The geographic diversity is relatively new for PGAL, he says, with the firm starting 64 years ago, and only expanding its locations during the past five to seven years.

“That’s really added to our strength,” Gerber says.

The continued advancement of technology allows PGAL to keep its teams together in the various locations, while spreading the firm’s work across its offices. The locations that aren’t seeing as heavy a workload are able to chip in on some of the smaller tasks such as designing the interiors, skins, or furniture.

“It’s somewhat unusual for us to do a whole project in the same location,” he says.

Thomas Dever, president at Dever Architects (Glen Mills, PA), an 18-person architecture firm, is a big proponent of a diversified service offering for his company. The firm works on a variety of project types, including auto dealerships, banks and credit unions, educational buildings, green buildings, health care, hotels, interior design, international work, mixed-use, office and industrial, religious, residential, restaurants, senior living, shopping and retail, spas and salons, and supermarkets.

That multi-pronged attack has made it easier to weather the storm when the economy heads south, Dever says.

“We always provide a variety of services and work on a variety of building types,” he says. “For the 23 years of our firm’s existence, this flexibility has been a key to our success. In a good economy, it does sometimes make it a little more challenging to compete with specialized firms, but we still compete well enough and can focus in any economy on the areas where there are opportunities.”

Stay in touch
Andrew Ciancia, senior principal at Langan Engineering & Environmental Services (Elmwood Park, NJ), a 650-person geotechnical, environmental, and site/civil consulting engineering firm, touts constant communication as a key to making it through a tough economy.

“Weekly, we hold a one-hour webcast— or longer if needed— to senior members of each (of our 11 U.S. offices) to review various business topics, including marketing efforts, staffing, and collections,” he says. “Busier offices can work together with slower offices to share staffing needs and marketing efforts. We work as one firm, not isolated offices.”

Through webcasts, e-mails, telephone calls, and office visits, Langan firm leaders are able to evaluate staff workloads, such as needs and availability, review marketing opportunities, talk to clients, review accounts receivable issues, and evaluate opportunities in other parts of the country or world, Ciancia says.

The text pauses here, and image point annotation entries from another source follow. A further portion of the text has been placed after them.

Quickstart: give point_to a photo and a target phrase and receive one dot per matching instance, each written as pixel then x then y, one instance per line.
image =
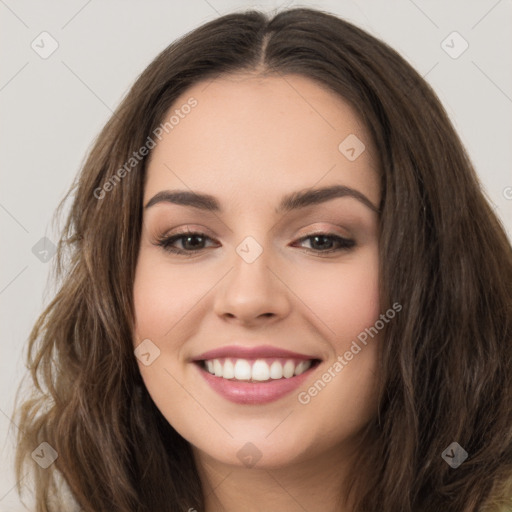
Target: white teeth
pixel 217 368
pixel 276 370
pixel 229 369
pixel 288 369
pixel 302 367
pixel 260 370
pixel 241 369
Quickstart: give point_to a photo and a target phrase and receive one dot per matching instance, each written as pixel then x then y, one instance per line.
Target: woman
pixel 285 291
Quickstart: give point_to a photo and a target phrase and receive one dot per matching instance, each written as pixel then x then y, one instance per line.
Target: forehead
pixel 260 137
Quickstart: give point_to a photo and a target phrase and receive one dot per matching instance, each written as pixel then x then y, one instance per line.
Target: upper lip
pixel 259 352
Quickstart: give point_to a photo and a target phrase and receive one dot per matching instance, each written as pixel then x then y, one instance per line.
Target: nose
pixel 253 293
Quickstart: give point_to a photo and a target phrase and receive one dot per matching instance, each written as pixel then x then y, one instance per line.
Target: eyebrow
pixel 293 201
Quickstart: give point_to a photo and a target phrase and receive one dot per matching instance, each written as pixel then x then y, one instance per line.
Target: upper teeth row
pixel 241 369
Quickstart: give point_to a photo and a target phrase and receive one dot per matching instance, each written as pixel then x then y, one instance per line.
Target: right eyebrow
pixel 294 201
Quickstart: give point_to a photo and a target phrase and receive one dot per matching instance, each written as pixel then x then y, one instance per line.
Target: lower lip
pixel 254 392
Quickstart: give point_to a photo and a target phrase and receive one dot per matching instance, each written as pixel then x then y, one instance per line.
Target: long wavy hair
pixel 446 360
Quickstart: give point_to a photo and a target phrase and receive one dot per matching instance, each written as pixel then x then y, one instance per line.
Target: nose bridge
pixel 251 289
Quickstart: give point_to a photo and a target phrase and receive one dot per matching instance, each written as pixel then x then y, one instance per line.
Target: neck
pixel 301 486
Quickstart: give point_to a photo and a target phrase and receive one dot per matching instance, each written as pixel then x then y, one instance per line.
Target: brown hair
pixel 446 361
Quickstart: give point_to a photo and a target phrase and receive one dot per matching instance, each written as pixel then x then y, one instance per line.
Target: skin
pixel 249 141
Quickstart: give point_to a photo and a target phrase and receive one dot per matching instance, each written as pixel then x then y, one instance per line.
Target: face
pixel 252 304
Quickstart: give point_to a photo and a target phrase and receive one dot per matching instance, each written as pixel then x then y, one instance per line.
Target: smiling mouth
pixel 256 370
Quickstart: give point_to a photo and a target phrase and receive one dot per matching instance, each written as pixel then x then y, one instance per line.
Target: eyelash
pixel 166 243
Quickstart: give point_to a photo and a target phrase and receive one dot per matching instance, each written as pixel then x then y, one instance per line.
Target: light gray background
pixel 53 108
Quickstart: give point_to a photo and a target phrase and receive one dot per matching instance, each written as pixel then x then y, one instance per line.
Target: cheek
pixel 162 295
pixel 344 297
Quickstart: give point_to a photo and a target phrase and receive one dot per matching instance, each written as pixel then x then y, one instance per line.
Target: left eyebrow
pixel 294 201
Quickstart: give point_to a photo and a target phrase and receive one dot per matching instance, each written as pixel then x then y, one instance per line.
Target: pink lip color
pixel 261 352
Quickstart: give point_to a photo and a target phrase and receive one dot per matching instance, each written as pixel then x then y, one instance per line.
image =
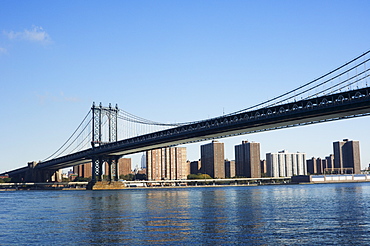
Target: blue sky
pixel 169 61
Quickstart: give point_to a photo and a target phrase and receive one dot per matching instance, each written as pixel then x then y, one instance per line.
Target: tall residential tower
pixel 247 160
pixel 212 157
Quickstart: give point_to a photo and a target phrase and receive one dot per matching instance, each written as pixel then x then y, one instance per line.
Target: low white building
pixel 284 164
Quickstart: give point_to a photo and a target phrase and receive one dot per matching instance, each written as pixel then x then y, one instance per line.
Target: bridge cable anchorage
pixel 52 155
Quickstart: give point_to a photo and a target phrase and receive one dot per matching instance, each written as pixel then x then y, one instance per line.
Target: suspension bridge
pixel 107 133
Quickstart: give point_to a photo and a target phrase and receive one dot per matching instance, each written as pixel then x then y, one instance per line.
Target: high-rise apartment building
pixel 167 163
pixel 195 167
pixel 329 164
pixel 247 160
pixel 124 167
pixel 263 167
pixel 229 169
pixel 212 157
pixel 312 166
pixel 83 170
pixel 284 164
pixel 347 156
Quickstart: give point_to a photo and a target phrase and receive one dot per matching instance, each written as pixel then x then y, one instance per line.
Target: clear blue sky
pixel 169 61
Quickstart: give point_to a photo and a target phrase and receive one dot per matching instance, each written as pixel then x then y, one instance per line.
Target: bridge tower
pixel 100 117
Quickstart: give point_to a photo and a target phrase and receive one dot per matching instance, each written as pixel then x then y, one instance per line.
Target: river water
pixel 330 214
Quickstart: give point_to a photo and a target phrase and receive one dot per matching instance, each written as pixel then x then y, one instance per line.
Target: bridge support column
pixel 97 169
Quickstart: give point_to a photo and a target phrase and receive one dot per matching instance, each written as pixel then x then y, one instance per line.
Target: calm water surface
pixel 330 214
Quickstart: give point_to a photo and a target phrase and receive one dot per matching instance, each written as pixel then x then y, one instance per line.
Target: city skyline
pixel 169 62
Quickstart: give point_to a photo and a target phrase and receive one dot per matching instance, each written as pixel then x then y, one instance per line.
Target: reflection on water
pixel 265 215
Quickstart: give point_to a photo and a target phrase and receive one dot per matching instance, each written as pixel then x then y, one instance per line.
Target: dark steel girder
pixel 326 108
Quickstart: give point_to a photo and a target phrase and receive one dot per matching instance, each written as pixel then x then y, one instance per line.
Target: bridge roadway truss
pixel 350 104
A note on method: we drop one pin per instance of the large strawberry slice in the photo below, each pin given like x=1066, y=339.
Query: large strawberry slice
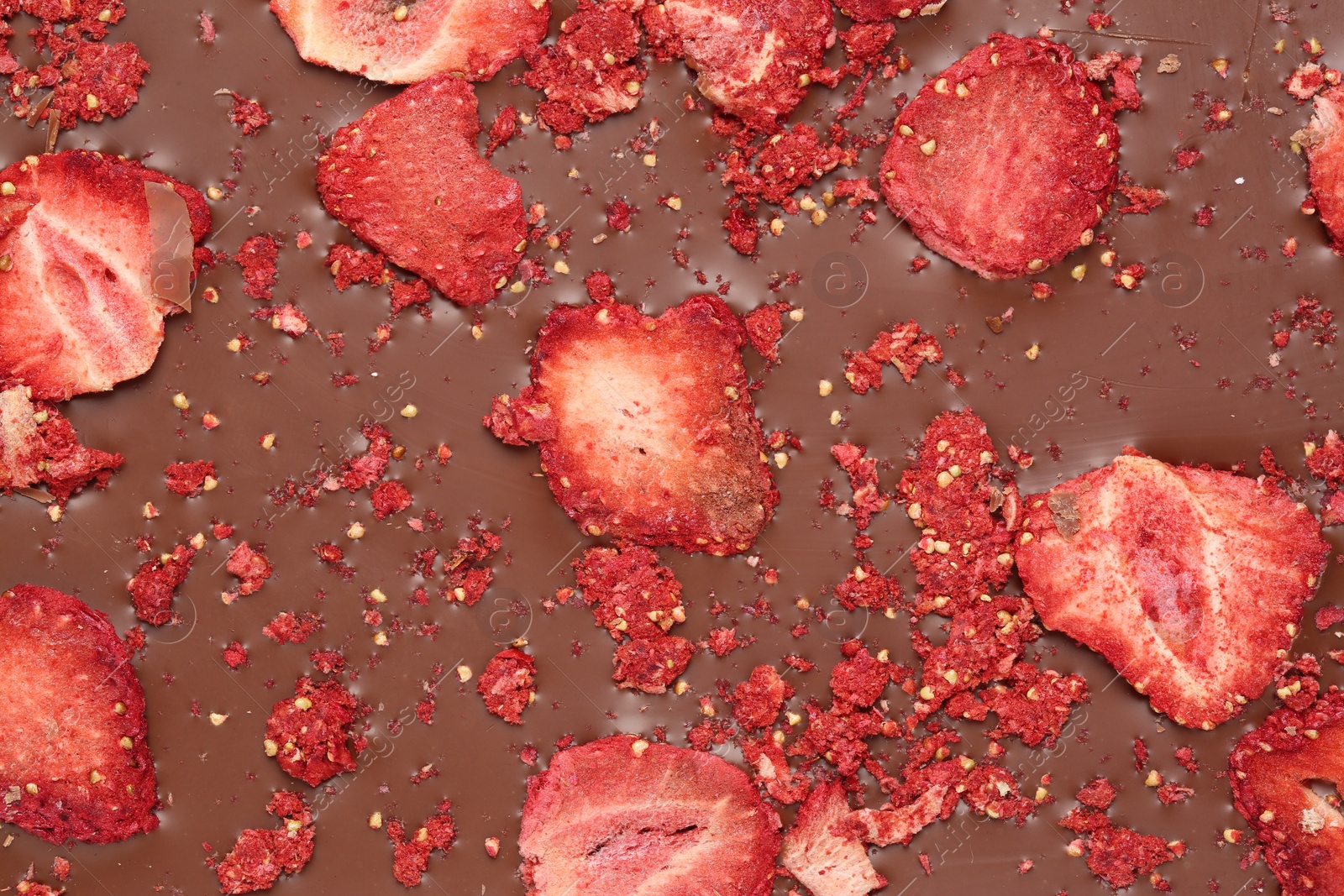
x=826, y=862
x=85, y=280
x=645, y=426
x=74, y=762
x=1005, y=163
x=1323, y=140
x=1272, y=774
x=1189, y=580
x=624, y=815
x=753, y=56
x=409, y=181
x=405, y=43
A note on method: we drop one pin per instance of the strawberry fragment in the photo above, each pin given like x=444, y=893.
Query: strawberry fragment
x=624, y=815
x=1021, y=210
x=414, y=42
x=74, y=762
x=81, y=315
x=309, y=734
x=645, y=426
x=260, y=856
x=1187, y=580
x=409, y=181
x=508, y=684
x=752, y=55
x=826, y=862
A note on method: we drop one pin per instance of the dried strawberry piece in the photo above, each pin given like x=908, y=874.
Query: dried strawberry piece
x=869, y=497
x=257, y=257
x=311, y=734
x=349, y=266
x=752, y=55
x=465, y=38
x=410, y=853
x=188, y=477
x=882, y=9
x=74, y=762
x=1272, y=774
x=81, y=315
x=389, y=499
x=508, y=684
x=611, y=383
x=631, y=594
x=759, y=700
x=260, y=856
x=905, y=347
x=651, y=665
x=1194, y=618
x=250, y=566
x=826, y=862
x=409, y=181
x=1057, y=170
x=968, y=521
x=49, y=452
x=772, y=770
x=156, y=582
x=593, y=70
x=685, y=815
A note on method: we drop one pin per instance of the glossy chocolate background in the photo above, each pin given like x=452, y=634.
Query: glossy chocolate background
x=215, y=781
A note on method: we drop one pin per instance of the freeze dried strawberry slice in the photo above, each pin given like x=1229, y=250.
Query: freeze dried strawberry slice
x=156, y=582
x=1323, y=141
x=882, y=9
x=407, y=179
x=1187, y=580
x=508, y=684
x=647, y=427
x=84, y=285
x=309, y=734
x=624, y=815
x=593, y=70
x=752, y=55
x=632, y=595
x=407, y=43
x=74, y=763
x=1273, y=770
x=1032, y=199
x=827, y=864
x=261, y=856
x=39, y=446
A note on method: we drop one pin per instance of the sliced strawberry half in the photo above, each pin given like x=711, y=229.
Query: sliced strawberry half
x=1323, y=140
x=1189, y=580
x=624, y=815
x=828, y=864
x=1005, y=161
x=81, y=295
x=410, y=181
x=752, y=55
x=405, y=43
x=74, y=761
x=647, y=427
x=1273, y=770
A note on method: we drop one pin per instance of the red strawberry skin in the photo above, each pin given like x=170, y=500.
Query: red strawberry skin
x=1189, y=580
x=74, y=762
x=470, y=38
x=1324, y=144
x=1301, y=833
x=409, y=181
x=624, y=815
x=750, y=54
x=645, y=426
x=1014, y=175
x=77, y=311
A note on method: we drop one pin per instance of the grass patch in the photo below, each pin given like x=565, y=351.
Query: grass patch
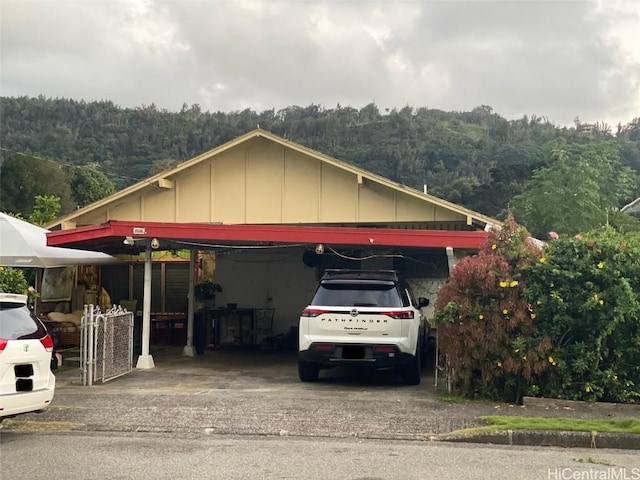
x=505, y=422
x=458, y=399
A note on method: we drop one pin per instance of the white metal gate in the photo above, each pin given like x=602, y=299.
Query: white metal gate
x=106, y=344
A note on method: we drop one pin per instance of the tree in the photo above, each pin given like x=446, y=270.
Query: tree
x=45, y=209
x=23, y=178
x=575, y=193
x=90, y=185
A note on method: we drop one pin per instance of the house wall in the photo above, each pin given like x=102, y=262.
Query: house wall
x=273, y=279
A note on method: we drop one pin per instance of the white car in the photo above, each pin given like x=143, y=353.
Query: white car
x=366, y=319
x=26, y=381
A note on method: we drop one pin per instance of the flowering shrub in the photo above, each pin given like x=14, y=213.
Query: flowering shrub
x=485, y=324
x=561, y=322
x=586, y=297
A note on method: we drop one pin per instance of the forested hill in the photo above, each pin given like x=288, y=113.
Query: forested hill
x=477, y=159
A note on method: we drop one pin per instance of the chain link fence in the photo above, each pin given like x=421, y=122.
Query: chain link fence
x=106, y=344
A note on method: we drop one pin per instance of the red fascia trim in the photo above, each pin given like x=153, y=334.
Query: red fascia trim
x=269, y=233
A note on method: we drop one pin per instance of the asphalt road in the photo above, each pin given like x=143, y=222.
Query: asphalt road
x=89, y=455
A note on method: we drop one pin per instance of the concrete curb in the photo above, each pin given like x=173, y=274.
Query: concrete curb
x=547, y=438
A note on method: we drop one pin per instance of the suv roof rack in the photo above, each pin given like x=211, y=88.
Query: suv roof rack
x=13, y=297
x=336, y=274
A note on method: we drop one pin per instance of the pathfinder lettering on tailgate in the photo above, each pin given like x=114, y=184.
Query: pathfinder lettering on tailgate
x=353, y=320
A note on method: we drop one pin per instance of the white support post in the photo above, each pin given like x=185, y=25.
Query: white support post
x=145, y=361
x=189, y=349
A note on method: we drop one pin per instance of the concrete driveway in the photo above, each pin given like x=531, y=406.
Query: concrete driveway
x=258, y=393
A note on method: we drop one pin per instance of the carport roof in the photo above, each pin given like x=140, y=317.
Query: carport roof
x=110, y=237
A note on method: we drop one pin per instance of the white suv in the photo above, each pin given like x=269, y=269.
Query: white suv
x=26, y=381
x=363, y=318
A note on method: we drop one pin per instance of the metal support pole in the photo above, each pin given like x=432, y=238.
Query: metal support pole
x=189, y=349
x=146, y=360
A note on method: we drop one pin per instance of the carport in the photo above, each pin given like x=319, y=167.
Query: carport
x=133, y=237
x=268, y=208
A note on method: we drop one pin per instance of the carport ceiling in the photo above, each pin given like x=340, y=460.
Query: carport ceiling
x=126, y=237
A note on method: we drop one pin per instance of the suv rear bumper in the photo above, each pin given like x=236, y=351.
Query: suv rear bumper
x=25, y=402
x=326, y=355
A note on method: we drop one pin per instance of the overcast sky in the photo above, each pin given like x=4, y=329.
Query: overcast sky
x=555, y=59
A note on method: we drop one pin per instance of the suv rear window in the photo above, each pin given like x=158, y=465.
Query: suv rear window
x=16, y=322
x=358, y=294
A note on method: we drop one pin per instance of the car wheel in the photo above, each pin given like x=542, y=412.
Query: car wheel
x=412, y=372
x=308, y=372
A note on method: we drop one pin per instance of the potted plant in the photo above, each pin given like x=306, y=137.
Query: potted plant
x=205, y=292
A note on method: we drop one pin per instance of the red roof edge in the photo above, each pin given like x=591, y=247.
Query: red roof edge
x=117, y=230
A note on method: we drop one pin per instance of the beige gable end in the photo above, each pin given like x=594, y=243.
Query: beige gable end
x=261, y=178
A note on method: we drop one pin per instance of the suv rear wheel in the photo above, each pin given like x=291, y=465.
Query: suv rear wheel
x=412, y=371
x=308, y=372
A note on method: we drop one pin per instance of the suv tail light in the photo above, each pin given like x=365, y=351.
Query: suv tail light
x=47, y=343
x=399, y=314
x=313, y=312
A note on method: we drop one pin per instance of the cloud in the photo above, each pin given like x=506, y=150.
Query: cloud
x=553, y=59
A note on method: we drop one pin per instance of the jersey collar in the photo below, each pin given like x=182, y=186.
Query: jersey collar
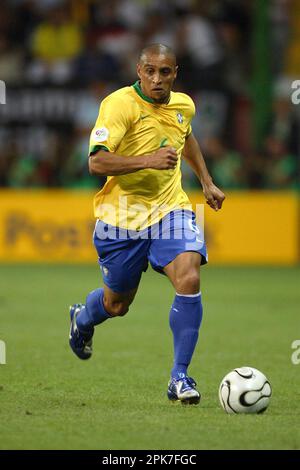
x=137, y=88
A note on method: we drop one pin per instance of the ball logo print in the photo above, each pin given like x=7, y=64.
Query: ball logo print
x=245, y=390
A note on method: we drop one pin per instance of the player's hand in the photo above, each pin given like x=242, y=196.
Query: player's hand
x=213, y=195
x=164, y=158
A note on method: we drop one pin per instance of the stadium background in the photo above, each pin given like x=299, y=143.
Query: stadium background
x=58, y=59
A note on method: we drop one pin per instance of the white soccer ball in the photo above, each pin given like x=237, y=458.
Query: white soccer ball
x=245, y=390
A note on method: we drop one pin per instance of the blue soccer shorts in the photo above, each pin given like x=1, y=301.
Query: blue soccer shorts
x=124, y=255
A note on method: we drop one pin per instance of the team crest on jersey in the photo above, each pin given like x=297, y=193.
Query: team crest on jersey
x=179, y=118
x=101, y=134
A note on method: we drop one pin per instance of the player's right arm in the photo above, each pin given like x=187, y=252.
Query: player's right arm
x=116, y=116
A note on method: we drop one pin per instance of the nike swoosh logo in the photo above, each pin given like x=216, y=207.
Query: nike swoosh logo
x=163, y=143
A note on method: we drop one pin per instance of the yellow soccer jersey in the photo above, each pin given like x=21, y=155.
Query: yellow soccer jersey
x=131, y=124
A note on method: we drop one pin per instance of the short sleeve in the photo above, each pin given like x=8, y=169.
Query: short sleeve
x=112, y=124
x=191, y=114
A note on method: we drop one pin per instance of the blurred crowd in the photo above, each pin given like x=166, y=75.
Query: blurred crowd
x=60, y=58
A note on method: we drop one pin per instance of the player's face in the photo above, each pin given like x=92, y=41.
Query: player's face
x=157, y=74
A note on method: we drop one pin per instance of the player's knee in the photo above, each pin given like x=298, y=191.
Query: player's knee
x=188, y=282
x=118, y=309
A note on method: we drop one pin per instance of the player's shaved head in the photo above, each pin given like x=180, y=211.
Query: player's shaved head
x=157, y=49
x=157, y=71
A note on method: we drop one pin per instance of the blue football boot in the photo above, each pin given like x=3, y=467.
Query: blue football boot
x=80, y=342
x=183, y=389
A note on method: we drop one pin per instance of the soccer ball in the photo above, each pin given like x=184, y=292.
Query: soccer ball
x=245, y=390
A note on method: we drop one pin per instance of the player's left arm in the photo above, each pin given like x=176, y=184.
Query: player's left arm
x=193, y=155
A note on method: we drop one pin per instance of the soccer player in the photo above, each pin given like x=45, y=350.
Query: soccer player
x=142, y=212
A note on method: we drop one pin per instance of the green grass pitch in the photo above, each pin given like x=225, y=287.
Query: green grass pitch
x=49, y=399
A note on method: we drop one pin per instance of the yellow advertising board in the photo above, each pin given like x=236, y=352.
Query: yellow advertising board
x=57, y=225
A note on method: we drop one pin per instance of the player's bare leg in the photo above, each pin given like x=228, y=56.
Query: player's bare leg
x=184, y=272
x=117, y=304
x=185, y=320
x=101, y=304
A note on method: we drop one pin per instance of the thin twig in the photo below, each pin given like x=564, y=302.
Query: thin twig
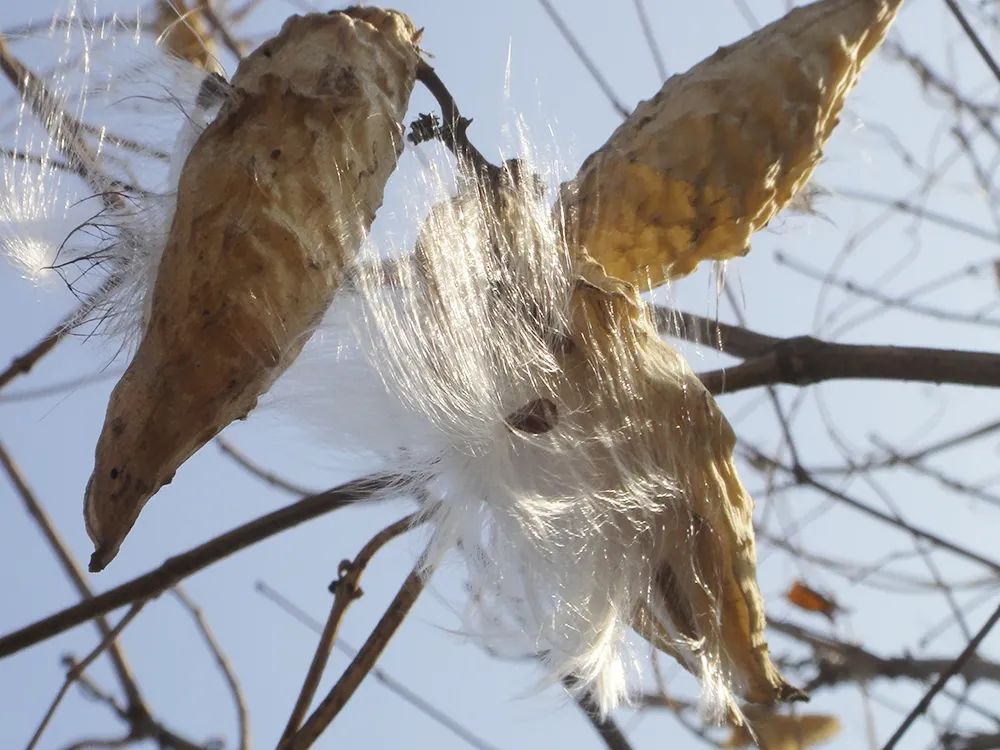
x=78, y=669
x=803, y=477
x=581, y=53
x=261, y=473
x=345, y=590
x=805, y=360
x=181, y=566
x=362, y=664
x=970, y=32
x=390, y=682
x=939, y=683
x=75, y=574
x=453, y=133
x=647, y=31
x=242, y=717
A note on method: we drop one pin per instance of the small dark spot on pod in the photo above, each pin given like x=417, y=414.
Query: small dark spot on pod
x=535, y=417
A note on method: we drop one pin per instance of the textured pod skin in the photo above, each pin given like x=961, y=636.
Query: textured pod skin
x=276, y=195
x=183, y=33
x=703, y=571
x=709, y=160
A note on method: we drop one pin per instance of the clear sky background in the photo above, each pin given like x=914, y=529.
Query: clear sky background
x=474, y=44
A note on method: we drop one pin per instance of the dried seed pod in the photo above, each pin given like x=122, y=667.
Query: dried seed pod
x=709, y=160
x=703, y=604
x=182, y=32
x=273, y=200
x=771, y=731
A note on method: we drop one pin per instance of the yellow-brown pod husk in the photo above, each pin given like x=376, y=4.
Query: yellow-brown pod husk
x=704, y=599
x=183, y=33
x=274, y=199
x=695, y=170
x=771, y=731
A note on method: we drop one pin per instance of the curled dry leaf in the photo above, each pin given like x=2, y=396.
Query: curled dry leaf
x=805, y=597
x=783, y=732
x=274, y=199
x=709, y=160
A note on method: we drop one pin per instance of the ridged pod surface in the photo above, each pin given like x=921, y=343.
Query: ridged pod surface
x=704, y=606
x=275, y=197
x=709, y=160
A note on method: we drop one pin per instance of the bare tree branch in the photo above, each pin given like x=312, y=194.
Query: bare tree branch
x=939, y=683
x=77, y=669
x=242, y=718
x=181, y=566
x=345, y=590
x=75, y=574
x=362, y=664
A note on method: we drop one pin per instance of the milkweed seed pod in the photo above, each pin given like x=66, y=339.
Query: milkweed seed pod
x=570, y=456
x=770, y=731
x=709, y=160
x=660, y=431
x=274, y=199
x=182, y=32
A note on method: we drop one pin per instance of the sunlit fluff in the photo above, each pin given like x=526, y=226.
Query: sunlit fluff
x=87, y=188
x=451, y=362
x=460, y=364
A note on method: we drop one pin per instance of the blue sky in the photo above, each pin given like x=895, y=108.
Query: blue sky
x=475, y=45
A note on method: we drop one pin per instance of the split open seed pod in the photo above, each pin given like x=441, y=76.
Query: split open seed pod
x=709, y=160
x=703, y=605
x=273, y=201
x=771, y=731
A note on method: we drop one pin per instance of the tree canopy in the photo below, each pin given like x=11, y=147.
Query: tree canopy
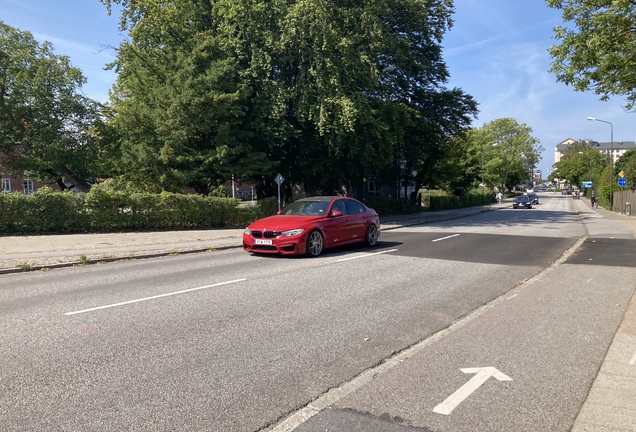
x=511, y=150
x=597, y=52
x=325, y=92
x=46, y=123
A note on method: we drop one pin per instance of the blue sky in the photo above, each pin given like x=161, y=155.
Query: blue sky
x=496, y=51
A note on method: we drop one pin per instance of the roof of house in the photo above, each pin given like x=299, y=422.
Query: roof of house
x=608, y=145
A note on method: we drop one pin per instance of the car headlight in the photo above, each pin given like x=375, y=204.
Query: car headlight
x=293, y=232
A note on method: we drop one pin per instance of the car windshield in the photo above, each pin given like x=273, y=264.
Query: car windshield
x=306, y=208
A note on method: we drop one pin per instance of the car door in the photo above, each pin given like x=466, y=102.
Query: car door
x=339, y=227
x=357, y=222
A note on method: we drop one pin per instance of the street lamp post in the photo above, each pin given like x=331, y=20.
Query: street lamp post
x=611, y=157
x=482, y=165
x=483, y=186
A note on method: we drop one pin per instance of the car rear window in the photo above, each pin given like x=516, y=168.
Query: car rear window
x=306, y=208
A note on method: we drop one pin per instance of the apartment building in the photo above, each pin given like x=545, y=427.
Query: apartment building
x=615, y=149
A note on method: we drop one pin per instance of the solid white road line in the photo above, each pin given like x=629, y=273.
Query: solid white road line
x=445, y=238
x=366, y=255
x=154, y=297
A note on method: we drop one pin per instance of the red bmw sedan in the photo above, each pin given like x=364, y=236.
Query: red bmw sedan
x=310, y=225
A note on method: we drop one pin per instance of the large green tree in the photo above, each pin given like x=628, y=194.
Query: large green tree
x=325, y=92
x=47, y=126
x=596, y=51
x=512, y=160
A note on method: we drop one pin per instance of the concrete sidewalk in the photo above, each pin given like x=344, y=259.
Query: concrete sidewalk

Taking advantage of the downturn
Cyrus Izzo, co-president and co-CEO at Syska Hennessy Group, Inc. (New York, NY), a 790-person consulting, engineering, technology, and construction firm, says the company is using the struggling economy to its advantage, recruiting employees who may have been let go from other companies that aren’t able to tread water for long.

“It’s very easy in a soft economy to scale back and try to wait it out,” Izzo says. “We’re pushing our team to stay on the cutting edge. We want to recruit and retain the best talent, so we’ve taken this as an opportunity to increase our recruiting in a time that others see as soft.”

Adding employees who might not have been as available or easy to scoop up in a thriving time, Izzo says, has allowed Syska Hennessy Group to attract better and more interesting clients.

“They want a firm that can supply innovative solutions to their problems, not just be an order-taker,” he says.